So Dexter's moved on with his live, like nothing happened, his son has finally reached the age when he can actually comprehend something, Quinn is fucking someone new (like in every other season!) and this time Angel's little sister is his babe, Batista himself returned to Miami Metro (who opens a restaurant in this economy anyway?), LaGuerta is turned into a concrete bench, and only Debra dived into a self-created version of hell, where she does cocaine along with the full range of other illegal substances, screws a criminal she's supposed to give in (oh yeah, she's a bounty hunter of some sort now) and avoids Dexter, who doesn't get why. "Because you made me compromise everything about myself that I care about. And I hate you for it", says she while shooing him away, when he finally tracks her down, concerned about her.
Don't they look alike? |
And finally, Dr. Vogel finds Dexter sitting on LaGuerta's bench the next day. He tries to avoid the conversation and then she gives hims the pictures he drew as a child (naturally, with loads of blood). When he presses her against the wall, she says he can't kill her "Because I don't fit Harry's code". Oh, God! She knows everything.
What can I say, there was definitely too much of Deb, and although Jennifer Carpenter doesn't have the gorgeous hair she had last season, which leaves jealousy out, it is still hard for me to like her character. She's too messed up. But I'm glad that Carpenter has finally got a chance to yell "I hate you!" at her ex-husband with no repercussions.
The main question of the episode is who the hell Evelyn Vogel really is. Was she the one who spotted Dexter's "dark passenger" when he was a kid and informed Harry about it? Was she the one who suggested to channel Dex's destructive energy?
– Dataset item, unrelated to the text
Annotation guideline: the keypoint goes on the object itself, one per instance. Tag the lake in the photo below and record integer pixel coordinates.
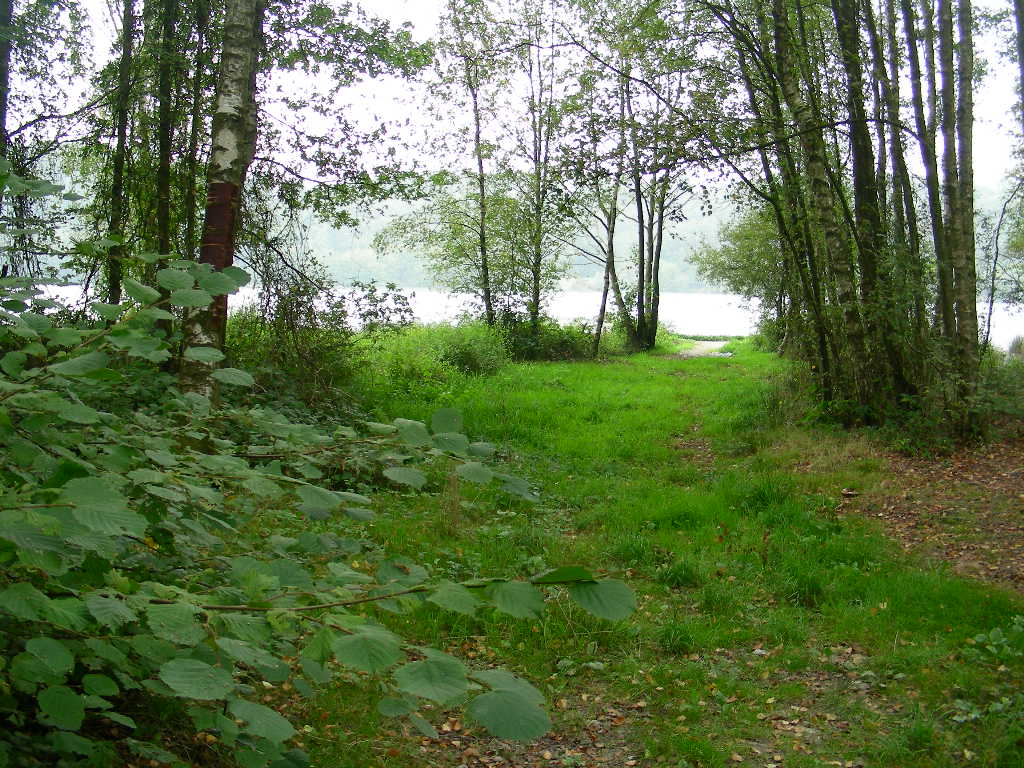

The problem I have with Dr. Vogel is that she comes off as a more of a psychopath than Dexter (what could make her study psychopaths in the first place, huh?) To be completely frank, Dexter doesn't come as a psychopath at all, despite the fact that he numerously suggests so himself and that's the problem of this series. I understand that it was revolutionary at the time - following the life of a maniac - but the maniac was lost along the way, what was left is a version of hero from the action movies in the nineties, portrayed by Stallone, Swartzeneger or Willis (I wonder if Dexter killed less guys within seven seasons than characters of those guys in a single movie).